Somente a Cidade da Educação do Catar, em Doha, abriga várias universidades internacionais importantes, incluindo Carnegie Mellon, Georgetown, Northwestern, Weill Cornell e HEC Paris, e a Universidade de Nova York e a Universidade Sorbonne têm campi em Abu Dhabi.
“Estas parcerias dependem de horizontes a longo prazo, de ambientes regulamentares previsíveis e de uma percepção de estabilidade amplamente partilhada. Embora as instituições já substancialmente comprometidas na região prossigam, muitas instituições em fases anteriores de planeamento poderão abrandar as negociações, rever pressupostos e procurar protecções contratuais muito mais fortes em torno de casos de força maior e da segurança do pessoal e dos estudantes antes de se comprometerem”, disse ela.
Mayssoun Sukarieh, professor sênior do departamento de desenvolvimento internacional do King’s College London, disse que a extensão do impacto depende de quanto tempo durar o conflito.
“Se for concluído em breve, sem grandes custos para as economias do Golfo e sem afectar a estabilidade regional, então não espero consequências significativas para os campi do Reino Unido e dos EUA que operam no Golfo”, disse ela. “Por outro lado, se a guerra se prolongar e conduzir à instabilidade na região – incluindo potencialmente a instabilidade no Irão – isto poderá ter consequências graves para a indústria do ensino superior do Reino Unido e dos EUA nos estados do Golfo.”
As instituições que operam em Doha têm dependido “fortemente do apoio estatal” e de lucrativas bolsas de estudo financiadas pelo Estado que atraíram estudantes de todo o mundo árabe, disse ela, acrescentando que a instabilidade económica causada pelo conflito poderia “acelerar mudanças estruturais”.
“Penso que as universidades só repensarão quando o esforço não for ridículo para elas; afinal, sabemos que o sector do ensino superior está em crise, e a única razão para parar de expandir para o Golfo ou para parar as suas actividades seria o lucro.”

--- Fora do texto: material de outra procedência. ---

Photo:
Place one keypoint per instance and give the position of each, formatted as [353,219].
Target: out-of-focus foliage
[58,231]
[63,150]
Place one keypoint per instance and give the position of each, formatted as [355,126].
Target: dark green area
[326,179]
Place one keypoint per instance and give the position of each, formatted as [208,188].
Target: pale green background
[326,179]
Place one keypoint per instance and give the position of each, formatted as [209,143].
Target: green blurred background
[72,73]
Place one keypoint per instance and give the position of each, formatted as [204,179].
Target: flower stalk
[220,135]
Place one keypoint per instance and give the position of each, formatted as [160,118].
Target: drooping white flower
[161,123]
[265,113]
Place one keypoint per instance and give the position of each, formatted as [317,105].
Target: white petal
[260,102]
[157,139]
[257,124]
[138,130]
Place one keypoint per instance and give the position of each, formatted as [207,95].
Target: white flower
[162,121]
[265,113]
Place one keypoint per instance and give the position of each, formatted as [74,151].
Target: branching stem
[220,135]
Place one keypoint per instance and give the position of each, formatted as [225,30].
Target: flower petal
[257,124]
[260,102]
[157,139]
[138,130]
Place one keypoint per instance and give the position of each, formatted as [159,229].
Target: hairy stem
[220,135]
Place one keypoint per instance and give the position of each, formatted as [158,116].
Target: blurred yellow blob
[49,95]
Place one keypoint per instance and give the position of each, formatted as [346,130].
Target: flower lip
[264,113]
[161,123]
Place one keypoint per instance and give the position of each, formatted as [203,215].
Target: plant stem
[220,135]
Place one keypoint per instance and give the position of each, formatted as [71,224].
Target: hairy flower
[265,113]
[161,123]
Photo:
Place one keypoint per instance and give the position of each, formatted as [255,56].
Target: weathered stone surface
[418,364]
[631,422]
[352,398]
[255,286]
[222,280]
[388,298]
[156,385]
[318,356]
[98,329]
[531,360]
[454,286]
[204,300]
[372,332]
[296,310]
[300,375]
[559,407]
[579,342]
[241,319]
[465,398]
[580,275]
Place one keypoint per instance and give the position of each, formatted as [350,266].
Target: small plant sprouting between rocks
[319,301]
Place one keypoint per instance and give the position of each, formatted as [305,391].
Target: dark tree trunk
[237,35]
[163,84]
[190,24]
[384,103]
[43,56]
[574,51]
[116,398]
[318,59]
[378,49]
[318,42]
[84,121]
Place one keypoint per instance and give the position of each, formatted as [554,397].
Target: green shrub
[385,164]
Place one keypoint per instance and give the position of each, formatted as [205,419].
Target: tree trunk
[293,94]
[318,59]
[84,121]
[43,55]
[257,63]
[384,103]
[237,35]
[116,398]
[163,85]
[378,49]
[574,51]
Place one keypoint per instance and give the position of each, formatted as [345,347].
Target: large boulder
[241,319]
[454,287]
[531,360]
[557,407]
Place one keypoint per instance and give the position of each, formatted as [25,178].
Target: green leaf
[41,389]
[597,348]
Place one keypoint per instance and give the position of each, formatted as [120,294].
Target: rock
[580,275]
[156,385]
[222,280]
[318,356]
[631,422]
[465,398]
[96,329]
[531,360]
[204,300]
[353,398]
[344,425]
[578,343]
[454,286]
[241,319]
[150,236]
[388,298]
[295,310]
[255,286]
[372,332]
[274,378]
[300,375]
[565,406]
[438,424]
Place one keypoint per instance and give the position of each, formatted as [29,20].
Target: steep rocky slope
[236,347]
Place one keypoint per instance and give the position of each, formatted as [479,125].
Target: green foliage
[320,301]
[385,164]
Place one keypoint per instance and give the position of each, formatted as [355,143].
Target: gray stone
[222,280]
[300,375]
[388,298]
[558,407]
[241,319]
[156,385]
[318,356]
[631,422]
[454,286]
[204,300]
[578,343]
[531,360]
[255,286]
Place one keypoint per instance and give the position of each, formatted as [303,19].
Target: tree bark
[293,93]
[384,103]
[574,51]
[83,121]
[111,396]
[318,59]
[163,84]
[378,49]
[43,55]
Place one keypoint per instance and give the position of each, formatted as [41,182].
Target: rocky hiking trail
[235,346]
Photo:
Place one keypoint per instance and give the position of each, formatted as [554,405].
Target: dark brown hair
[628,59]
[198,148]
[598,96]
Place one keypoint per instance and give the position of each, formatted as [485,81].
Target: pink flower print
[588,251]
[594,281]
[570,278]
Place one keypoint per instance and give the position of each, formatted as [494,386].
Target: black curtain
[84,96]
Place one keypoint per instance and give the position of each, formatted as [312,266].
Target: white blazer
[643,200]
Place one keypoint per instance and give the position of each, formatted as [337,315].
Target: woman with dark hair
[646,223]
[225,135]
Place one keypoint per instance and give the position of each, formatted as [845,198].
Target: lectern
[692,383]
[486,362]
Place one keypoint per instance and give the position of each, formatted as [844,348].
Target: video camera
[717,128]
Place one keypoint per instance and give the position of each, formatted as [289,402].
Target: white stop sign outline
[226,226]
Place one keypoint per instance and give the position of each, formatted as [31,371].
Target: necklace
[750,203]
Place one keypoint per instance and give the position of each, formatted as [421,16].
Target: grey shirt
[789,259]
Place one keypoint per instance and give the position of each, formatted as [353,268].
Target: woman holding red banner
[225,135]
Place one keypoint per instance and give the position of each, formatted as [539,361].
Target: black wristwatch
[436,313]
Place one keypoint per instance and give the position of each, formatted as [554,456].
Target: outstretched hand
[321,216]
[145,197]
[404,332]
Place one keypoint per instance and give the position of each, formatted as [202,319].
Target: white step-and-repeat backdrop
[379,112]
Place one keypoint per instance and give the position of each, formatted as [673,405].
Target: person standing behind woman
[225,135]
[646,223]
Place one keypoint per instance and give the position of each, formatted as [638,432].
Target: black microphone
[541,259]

Vincenzo Raimo, consultor internacional de ensino superior, disse que em episódios anteriores de perturbação, a região “voltou ao normal muito rapidamente assim que a escalada foi interrompida” e que as instituições demonstraram que podem “girar muito rapidamente, tranquilizando estudantes e funcionários, mudando o ensino online e activando protocolos de dever de cuidado”.
Mas ele disse que para as universidades que consideram novos compromissos, incluindo campi filiais, joint ventures e grandes projectos de capital, qualquer conflito significará “maior escrutínio a nível do conselho, com líderes e governadores a procurarem garantias mais firmes no planeamento de cenários, dever de cuidado para funcionários e estudantes, e as implicações para seguros, custos de segurança e reputação se as percepções de segurança se deteriorarem”.

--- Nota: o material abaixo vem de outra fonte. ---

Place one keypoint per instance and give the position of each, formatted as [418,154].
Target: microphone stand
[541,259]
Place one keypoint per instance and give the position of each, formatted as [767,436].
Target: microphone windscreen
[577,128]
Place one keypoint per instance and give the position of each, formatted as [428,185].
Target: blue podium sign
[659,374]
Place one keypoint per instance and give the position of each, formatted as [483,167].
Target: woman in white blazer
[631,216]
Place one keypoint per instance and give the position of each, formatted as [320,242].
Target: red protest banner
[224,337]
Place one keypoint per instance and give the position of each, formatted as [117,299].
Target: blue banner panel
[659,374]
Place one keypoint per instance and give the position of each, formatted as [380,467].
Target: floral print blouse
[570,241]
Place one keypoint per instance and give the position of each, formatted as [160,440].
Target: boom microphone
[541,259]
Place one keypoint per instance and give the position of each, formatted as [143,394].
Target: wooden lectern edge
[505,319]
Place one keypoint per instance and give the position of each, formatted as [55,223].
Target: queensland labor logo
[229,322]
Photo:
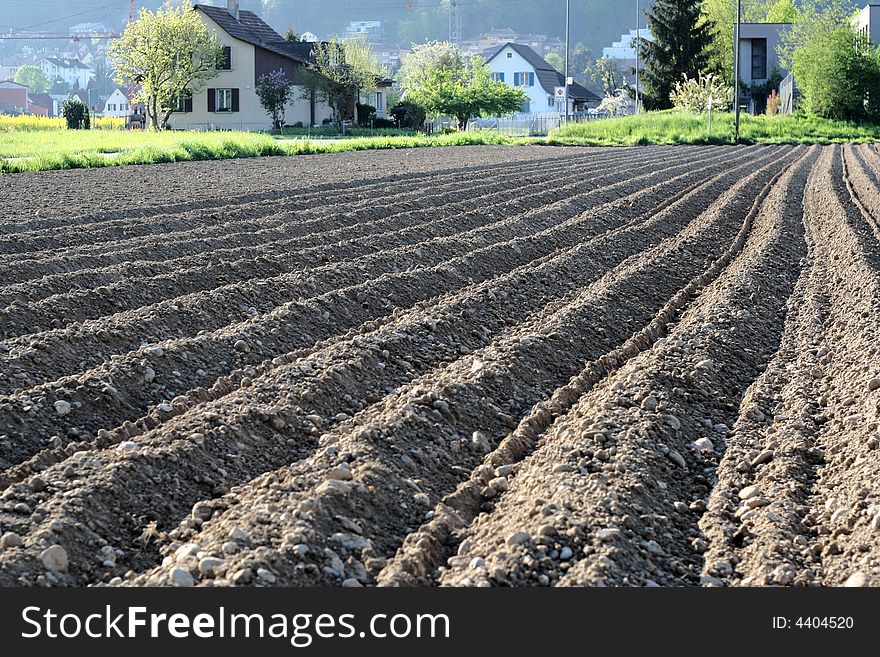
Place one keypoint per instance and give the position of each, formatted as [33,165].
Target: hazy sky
[595,22]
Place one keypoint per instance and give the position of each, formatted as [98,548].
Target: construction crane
[454,23]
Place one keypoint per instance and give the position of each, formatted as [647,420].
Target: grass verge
[680,128]
[73,149]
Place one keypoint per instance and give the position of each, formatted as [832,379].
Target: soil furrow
[616,487]
[522,367]
[120,390]
[247,444]
[451,188]
[24,364]
[208,237]
[272,258]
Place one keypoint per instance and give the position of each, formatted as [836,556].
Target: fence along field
[667,375]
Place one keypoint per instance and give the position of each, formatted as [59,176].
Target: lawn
[28,144]
[679,128]
[43,149]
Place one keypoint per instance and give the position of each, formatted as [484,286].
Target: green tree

Mesmo quando os projetos avançam, acrescentou Raimo, não seria surpreendente “ver prazos mais longos com salvaguardas adicionais e cláusulas de rescisão mais claras escritas nos acordos”.
Arshin Adib-Moghaddam, professor de pensamento global e filosofias comparativas na Universidade SOAS de Londres, disse que era “inevitável” que houvesse graves repercussões a curto e médio prazo para o sector do ensino superior, acrescentando que uma potencial guerra poderia fazer os pais “pensarem duas vezes” antes de enviarem os seus filhos para a região, e tornar-se-ia “bastante mais difícil” recrutar académicos de renome mundial.
“Se não houver um esforço bem sucedido para estabelecer uma arquitectura de segurança viável que seja suficientemente forte para evitar a guerra, a insegurança resultante tornará muito mais difícil estabelecer uma infra-estrutura de ensino superior internacionalmente viável”, disse Adib-Moghaddam.